Henry Jennings, MD, of Vanderbilt University has over 20 years of experience directing catheterization laboratories and serves to oversee the SCAI Quality Improvement Committee. He presented an overview of Ongoing Professional Practicing Evaluations (OPPEs) and Focused Practicing Evaluations (FPPEs). OPPE and FPPE are necessary in order to maintain accreditation. It wasn’t until 2008 that there were no exemptions or grandfathering for receiving board certification. The keys to success are to harness the competitive nature of physicians toward working together synergistically. Outstanding issues yet to be addressed include the lack of reimbursement for the time taken in addressing these issues.

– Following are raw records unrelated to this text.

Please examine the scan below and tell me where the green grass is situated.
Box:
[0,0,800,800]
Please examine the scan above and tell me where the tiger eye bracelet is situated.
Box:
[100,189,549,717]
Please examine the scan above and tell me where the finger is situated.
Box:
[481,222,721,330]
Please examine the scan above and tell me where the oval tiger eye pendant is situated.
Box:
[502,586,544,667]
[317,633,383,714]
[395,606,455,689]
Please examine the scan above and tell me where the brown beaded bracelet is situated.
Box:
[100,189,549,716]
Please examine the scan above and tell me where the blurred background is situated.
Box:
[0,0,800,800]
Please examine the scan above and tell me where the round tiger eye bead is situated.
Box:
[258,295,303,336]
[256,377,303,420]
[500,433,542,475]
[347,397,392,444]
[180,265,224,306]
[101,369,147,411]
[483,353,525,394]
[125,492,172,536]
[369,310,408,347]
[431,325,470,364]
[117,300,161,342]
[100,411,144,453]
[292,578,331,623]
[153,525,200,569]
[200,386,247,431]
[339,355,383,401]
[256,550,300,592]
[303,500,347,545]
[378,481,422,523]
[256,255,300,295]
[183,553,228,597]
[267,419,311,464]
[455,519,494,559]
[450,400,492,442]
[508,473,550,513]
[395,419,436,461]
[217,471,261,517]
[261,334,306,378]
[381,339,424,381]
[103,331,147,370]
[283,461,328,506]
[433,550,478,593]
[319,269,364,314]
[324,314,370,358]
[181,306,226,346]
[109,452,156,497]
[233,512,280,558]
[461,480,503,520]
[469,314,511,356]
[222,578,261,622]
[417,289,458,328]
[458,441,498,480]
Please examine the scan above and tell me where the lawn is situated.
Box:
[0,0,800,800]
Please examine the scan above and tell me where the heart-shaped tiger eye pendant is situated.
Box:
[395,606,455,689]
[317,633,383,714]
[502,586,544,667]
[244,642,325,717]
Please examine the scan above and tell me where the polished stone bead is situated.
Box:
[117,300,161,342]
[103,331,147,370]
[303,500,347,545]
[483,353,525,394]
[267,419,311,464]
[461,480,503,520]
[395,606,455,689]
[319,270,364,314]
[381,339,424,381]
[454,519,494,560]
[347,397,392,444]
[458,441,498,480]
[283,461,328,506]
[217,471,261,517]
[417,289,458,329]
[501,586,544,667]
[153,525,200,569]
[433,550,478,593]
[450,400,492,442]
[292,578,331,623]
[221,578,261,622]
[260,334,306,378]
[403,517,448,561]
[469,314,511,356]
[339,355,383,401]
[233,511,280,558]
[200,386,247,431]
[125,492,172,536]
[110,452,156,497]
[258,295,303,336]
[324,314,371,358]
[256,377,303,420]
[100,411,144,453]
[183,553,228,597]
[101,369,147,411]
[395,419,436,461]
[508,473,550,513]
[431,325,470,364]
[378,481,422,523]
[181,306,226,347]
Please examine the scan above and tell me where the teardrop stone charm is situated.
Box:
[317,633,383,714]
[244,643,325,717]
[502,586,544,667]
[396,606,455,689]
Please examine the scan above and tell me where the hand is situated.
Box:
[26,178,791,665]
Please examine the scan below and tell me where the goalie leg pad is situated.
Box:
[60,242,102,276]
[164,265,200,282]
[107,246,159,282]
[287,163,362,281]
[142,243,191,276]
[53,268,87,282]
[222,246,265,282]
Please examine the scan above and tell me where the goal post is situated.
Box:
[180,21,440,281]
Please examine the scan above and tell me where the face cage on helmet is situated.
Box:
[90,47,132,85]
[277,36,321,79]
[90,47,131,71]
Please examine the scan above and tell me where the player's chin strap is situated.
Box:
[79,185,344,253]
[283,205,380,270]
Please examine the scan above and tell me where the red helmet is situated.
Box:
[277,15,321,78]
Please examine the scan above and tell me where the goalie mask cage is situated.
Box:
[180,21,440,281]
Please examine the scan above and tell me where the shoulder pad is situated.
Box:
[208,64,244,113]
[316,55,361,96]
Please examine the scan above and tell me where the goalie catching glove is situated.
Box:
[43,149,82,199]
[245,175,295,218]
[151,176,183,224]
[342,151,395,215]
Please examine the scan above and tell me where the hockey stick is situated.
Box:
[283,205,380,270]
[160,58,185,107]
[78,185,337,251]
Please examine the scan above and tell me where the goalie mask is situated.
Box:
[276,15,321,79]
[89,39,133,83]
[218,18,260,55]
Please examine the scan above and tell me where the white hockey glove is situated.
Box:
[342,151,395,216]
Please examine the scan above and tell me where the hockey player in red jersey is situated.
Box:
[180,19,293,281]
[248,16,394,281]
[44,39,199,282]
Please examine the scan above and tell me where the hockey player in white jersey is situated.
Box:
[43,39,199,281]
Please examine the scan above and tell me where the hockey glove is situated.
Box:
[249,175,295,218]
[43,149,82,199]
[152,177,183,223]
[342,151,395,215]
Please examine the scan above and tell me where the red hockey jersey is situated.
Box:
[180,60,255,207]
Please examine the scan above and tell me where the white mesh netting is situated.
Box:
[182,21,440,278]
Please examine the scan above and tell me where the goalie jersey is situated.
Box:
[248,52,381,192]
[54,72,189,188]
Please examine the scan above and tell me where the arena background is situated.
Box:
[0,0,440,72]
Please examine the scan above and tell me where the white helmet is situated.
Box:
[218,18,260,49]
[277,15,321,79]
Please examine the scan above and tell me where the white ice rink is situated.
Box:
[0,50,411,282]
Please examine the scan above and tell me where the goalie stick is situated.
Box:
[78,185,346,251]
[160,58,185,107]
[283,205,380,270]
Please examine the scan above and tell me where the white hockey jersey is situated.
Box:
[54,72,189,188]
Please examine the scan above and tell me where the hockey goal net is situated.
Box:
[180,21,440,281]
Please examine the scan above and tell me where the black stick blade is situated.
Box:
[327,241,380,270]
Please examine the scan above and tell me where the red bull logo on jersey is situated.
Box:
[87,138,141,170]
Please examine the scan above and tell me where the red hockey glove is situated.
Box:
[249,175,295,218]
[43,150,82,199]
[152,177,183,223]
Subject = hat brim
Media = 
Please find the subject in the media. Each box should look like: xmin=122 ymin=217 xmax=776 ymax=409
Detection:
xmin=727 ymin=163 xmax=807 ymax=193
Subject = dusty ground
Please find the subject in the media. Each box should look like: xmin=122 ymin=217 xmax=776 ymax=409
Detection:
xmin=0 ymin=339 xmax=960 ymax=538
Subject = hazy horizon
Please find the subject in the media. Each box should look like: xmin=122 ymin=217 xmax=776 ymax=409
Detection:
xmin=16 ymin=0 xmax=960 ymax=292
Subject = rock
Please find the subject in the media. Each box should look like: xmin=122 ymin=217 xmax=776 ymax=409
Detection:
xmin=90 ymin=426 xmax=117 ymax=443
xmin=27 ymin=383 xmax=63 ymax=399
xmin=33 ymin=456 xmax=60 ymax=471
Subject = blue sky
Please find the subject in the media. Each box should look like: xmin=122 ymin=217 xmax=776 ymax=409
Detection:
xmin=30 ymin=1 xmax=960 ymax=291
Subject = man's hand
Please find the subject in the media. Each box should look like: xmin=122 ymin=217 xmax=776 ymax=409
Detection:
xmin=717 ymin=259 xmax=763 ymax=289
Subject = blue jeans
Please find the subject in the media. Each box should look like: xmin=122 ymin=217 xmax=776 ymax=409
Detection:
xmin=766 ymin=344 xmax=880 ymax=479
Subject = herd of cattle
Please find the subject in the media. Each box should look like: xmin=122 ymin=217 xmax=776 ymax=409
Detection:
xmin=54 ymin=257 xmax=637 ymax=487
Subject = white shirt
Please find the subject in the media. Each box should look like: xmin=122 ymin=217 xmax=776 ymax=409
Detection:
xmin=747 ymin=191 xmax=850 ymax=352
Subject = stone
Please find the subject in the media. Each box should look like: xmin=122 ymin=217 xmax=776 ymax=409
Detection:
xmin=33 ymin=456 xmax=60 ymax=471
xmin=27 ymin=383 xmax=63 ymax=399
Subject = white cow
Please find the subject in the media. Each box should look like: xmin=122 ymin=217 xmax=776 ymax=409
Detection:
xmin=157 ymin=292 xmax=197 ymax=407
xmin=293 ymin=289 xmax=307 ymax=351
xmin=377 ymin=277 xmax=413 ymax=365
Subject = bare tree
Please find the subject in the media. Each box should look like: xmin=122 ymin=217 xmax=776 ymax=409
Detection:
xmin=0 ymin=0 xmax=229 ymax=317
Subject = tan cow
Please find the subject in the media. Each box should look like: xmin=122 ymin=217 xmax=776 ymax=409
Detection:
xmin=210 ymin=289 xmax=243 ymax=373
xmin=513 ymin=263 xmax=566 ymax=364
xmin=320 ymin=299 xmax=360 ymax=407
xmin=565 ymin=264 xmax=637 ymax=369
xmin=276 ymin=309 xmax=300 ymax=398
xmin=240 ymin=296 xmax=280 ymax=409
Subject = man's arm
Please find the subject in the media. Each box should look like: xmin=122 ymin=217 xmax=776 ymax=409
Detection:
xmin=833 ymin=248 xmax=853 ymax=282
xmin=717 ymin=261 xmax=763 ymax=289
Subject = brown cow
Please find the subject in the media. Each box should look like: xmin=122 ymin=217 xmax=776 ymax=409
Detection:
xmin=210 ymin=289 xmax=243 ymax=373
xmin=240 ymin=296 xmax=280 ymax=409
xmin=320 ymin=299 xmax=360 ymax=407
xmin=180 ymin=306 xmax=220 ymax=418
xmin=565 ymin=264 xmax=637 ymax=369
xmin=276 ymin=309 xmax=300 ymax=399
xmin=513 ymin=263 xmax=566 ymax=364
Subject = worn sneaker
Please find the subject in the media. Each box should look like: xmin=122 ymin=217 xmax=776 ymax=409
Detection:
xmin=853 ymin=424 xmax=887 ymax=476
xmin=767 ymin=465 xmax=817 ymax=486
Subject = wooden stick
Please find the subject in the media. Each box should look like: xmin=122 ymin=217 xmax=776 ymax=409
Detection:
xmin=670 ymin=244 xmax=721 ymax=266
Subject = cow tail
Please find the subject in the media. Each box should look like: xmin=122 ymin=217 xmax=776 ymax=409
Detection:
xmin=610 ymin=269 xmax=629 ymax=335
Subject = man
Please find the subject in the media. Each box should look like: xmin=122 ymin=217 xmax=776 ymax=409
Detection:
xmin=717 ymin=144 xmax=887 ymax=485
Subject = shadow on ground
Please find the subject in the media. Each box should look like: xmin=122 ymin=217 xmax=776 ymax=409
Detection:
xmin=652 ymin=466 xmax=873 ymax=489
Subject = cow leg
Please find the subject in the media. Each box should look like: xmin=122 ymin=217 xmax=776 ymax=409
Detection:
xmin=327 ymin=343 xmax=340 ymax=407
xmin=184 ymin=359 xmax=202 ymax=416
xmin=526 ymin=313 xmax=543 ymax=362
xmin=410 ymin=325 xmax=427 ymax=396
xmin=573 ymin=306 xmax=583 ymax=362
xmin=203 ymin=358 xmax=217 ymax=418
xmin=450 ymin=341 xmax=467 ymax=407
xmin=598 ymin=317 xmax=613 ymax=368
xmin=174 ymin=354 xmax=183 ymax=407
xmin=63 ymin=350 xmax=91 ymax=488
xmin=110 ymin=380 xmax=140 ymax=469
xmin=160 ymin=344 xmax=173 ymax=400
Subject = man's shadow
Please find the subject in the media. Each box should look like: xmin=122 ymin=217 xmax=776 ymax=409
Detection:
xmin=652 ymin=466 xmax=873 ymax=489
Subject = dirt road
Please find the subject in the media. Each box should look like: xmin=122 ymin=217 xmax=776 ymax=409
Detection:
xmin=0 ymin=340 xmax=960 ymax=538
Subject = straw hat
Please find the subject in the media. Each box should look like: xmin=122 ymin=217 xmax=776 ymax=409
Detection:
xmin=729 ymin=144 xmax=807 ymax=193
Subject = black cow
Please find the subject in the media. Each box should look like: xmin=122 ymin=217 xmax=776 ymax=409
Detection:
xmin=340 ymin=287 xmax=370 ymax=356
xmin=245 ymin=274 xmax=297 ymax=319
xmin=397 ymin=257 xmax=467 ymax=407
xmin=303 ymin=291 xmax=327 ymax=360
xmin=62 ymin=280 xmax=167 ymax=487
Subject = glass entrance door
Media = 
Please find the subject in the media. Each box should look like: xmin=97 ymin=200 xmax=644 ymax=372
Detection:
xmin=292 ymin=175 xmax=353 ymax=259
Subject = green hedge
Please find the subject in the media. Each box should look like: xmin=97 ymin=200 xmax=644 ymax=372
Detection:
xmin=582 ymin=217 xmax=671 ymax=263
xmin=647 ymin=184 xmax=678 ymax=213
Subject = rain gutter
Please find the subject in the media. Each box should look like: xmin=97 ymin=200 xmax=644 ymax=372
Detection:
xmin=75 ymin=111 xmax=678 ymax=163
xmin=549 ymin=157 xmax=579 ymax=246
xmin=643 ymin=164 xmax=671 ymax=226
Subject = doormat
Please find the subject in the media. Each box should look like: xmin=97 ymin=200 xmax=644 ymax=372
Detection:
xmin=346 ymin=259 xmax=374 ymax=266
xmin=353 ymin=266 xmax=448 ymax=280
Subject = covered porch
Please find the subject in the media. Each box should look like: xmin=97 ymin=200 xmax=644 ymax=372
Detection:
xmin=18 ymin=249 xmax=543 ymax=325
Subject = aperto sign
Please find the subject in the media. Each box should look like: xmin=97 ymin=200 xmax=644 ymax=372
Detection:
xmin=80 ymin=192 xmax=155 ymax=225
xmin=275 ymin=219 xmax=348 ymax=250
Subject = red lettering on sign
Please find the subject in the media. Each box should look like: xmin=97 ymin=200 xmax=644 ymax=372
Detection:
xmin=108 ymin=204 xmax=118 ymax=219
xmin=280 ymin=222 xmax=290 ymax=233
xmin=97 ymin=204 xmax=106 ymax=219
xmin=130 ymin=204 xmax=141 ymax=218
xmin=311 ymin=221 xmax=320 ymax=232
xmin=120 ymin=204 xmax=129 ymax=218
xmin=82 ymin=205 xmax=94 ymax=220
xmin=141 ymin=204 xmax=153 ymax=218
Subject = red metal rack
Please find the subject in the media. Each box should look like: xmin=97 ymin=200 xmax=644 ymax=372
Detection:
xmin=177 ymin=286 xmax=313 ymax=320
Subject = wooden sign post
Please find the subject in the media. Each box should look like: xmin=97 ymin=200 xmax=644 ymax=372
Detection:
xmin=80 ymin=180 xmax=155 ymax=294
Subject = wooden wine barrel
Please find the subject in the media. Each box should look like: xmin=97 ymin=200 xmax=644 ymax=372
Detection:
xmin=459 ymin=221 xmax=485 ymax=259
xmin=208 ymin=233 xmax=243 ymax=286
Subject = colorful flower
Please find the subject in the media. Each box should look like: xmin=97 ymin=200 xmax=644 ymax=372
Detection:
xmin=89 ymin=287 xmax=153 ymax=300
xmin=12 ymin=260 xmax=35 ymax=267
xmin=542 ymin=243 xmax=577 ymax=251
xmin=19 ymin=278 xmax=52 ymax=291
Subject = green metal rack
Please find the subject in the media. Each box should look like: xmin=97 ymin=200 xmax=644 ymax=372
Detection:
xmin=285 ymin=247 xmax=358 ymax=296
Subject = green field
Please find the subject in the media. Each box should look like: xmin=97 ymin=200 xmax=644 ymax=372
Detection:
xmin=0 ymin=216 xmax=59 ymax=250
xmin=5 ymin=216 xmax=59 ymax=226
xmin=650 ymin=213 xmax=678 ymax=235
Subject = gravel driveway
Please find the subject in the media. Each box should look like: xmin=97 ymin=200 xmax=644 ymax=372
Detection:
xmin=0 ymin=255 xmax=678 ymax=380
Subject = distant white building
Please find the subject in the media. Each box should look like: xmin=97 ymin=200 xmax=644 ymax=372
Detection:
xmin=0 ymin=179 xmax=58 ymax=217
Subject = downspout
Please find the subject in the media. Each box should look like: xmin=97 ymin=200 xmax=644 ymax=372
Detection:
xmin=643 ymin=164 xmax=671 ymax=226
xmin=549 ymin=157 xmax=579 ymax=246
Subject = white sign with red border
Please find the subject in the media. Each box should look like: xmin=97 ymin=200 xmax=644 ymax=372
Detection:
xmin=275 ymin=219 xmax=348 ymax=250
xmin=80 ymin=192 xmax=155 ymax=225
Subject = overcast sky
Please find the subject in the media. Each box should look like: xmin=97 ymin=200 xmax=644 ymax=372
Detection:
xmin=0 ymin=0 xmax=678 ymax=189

One of the most useful of the new commonly used tools of the interventional cardiologist has to be SCAI Quality Improvement Toolkit. Kalon Ho, MD, of the Beth Israel Deaconess Medical Center in Boston, Massachusetts, developed this software. The simplified application helps physicians high quality assurance in their practices. The algorithms were developed after great thought from those with clinical experience. A physician can simply enter symptoms and test results to receive recommended if-then treatment approaches. AUC scores and indications are provided for consideration.

One of the most important concerns when dealing with angioplasty is quality of life (QoL). The concluding presentation, by J. Jeffrey Marshall, MD, director of the cardiac Cath Laboratory at the Northeast Georgia Medical Center, addressed QoL outcomes. Dr Marshall emphasized that “Sometimes quality of life is more important than quality.” PCI clearly provided superior QoL to CABG when end points were measured within several months. However, by 1 year’s time, CABG catches up and QoL measures are indistinguishable. Recovery to work and to life in general within their family was reportedly better in their own study of 464 patients.

In summary, there are free apps out there to assist with quality assurance, and you can even make your own. All practitioners of PCI should be participating in NCDR and should be aware of the many metrics made available by these quarterly reports including the measure of your hospital’s performance. QoL should be a major consideration in the decision process as to whether to treat with PCI or CABG.